Statistical Tool 2: Correlation (r)

Definition: Single number summarising linear association between two continuous variables
Range: -1 \le r \le 1
- r = 0 → no linear relation
- r = +1 → perfect positive; r = -1 → perfect negative
Strength (|r|)
- Rough guidelines: |r| ≈ 0.1 weak, 0.3 moderate, \ge 0.5 strong
Direction
- Positive: Variables move together (↑ drinks → ↑ hangover severity)
- Negative: Variables move opposite (↑ drinks → ↓ driving ability)
Each scatter-plot dot = one participant (paired scores on X & Y axes)
Effect size role: Correlation itself is an effect-size metric.

Worked Examples for Correlation

Drinks vs Hangover Severity
- Positive correlation; more drinks, worse hangover.
Drinks vs Driving Skill
- Negative correlation; more drinks, poorer driving.
Vitamin D vs COVID-19 Severity
- Hypothesis predicted negative correlation (high vitamin D → mild COVID).
- Empirical finding: r \approx -0.06 (statistically tiny, “miserable”).
- RCT meta-analysis likewise shows no meaningful protective effect of vitamin D supplementation.

Descriptive Statistics: The Big Picture

Aim: Summarise data before any inferential claims
Core measures
- Central tendency: Mean, median, mode
- Variability: Range, variance (s^2), standard deviation (s)
- Effect sizes: Correlation (r), Cohen’s d, etc.
- Graphs: Histograms, scatter-plots, box-plots
Philosophical note
- Over-complex statistics can obscure insights; clear graphics often suffice (Gerd Gigerenzer).
- Psychology remains a “hard science” even when using simple descriptive visuals.
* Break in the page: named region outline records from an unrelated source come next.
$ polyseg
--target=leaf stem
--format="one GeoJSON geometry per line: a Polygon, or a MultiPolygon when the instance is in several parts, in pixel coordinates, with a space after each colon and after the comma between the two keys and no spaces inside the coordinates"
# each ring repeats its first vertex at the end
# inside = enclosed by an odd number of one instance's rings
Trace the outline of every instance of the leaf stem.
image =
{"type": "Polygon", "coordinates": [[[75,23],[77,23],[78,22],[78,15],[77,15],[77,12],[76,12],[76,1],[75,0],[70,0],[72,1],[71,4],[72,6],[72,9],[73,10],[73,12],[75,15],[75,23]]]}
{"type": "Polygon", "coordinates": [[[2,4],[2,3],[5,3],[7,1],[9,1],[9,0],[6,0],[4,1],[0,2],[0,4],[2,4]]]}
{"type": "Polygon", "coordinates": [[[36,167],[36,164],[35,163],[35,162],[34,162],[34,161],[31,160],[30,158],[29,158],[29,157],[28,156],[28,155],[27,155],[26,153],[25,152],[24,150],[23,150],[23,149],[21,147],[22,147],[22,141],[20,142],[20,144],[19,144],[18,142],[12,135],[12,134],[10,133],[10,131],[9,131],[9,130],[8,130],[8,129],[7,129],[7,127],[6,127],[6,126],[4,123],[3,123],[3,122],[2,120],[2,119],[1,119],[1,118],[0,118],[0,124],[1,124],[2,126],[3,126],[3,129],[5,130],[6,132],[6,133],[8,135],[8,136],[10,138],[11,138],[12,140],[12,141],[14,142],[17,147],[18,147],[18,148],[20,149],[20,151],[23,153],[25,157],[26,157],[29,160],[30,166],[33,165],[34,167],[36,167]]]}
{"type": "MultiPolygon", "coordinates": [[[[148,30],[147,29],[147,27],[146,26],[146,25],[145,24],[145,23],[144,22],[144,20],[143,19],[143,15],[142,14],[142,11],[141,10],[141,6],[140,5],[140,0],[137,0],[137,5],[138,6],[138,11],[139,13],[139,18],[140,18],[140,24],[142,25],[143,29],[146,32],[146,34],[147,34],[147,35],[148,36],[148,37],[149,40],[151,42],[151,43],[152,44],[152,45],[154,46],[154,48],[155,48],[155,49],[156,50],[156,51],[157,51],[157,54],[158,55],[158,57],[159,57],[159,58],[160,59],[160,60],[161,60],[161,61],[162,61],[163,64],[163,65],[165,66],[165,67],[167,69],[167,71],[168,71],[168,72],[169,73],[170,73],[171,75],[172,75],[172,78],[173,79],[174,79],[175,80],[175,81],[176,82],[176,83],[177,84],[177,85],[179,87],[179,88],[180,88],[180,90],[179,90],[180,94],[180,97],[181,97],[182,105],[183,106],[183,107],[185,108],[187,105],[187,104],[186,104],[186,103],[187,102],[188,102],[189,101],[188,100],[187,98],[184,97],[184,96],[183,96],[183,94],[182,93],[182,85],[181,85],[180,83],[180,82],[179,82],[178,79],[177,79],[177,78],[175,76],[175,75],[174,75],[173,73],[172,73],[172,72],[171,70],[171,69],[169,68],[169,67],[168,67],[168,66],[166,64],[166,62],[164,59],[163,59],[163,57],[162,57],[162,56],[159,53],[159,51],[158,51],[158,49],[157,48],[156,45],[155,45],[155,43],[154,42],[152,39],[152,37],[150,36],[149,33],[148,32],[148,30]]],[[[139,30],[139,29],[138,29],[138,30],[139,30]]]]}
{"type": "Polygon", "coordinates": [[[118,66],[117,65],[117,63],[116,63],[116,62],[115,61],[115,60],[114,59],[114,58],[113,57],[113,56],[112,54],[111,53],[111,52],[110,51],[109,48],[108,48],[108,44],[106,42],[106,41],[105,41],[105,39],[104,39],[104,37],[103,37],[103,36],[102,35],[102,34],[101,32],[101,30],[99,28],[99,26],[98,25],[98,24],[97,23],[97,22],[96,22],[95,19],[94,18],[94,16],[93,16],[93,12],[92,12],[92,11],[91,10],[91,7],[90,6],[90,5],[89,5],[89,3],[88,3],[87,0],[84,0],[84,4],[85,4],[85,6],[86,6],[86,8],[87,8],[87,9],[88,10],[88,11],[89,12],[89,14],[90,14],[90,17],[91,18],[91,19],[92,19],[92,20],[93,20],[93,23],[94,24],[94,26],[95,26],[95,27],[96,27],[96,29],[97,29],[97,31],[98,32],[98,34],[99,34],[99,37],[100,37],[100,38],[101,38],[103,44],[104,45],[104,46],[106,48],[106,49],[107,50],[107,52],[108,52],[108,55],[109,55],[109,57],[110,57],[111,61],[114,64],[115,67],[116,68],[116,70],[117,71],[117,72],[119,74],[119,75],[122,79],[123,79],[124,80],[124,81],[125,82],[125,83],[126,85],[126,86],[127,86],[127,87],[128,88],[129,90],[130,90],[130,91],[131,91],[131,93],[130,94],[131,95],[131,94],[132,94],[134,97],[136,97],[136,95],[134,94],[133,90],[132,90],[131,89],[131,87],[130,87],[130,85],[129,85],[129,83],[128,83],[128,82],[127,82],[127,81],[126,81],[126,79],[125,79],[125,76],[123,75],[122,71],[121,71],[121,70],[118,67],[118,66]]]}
Ethical & Philosophical Implications Discussed

RCT feasibility & ethics (e.g., denying a potentially life-saving treatment is unethical; parallels with smoking & lung cancer research)
Proper use of p-values; misuse leads to misunderstandings—topic for next lecture
Encouragement to balance statistical sophistication with transparent data storytelling

Connections to Future Content

Next lecture = Inferential Statistics (p-values, significance tests, deeper use of t-tests & correlations)
Understanding today’s foundations makes later concepts (e.g., ANOVA, regression) much easier.

Key Takeaways & Study Tips

Master t-tests & correlations first; they are “everywhere” in psychological science.
Always identify variable type (categorical vs continuous) before choosing a test.
Use multiple pre/post measurements to bolster causal inference in experiments.
Remember that effect size and practical significance matter as much as (or more than) p-values.
Reinforce learning via external tutorials and practise interpreting scatter-plots & group means.

Quick Formula Reference

t-test (independent): t = \dfrac{\bar X1 - \bar X2}{\sqrt{\dfrac{s1^2}{n1} + \dfrac{s2^2}{n2}}}
Pearson correlation: r = \dfrac{\sum (Xi - \bar X)(Yi - \bar Y)}{\sqrt{\sum (Xi - \bar X)^2 \; \sum (Yi - \bar Y)^2}}

Closing Remarks

Descriptive stats are the foundation; inferential stats build on them.
Upcoming session will “trample” misconceptions about p-values and significance.
Until then, focus on understanding basic group comparisons, variable types, and interpreting scatter-plots.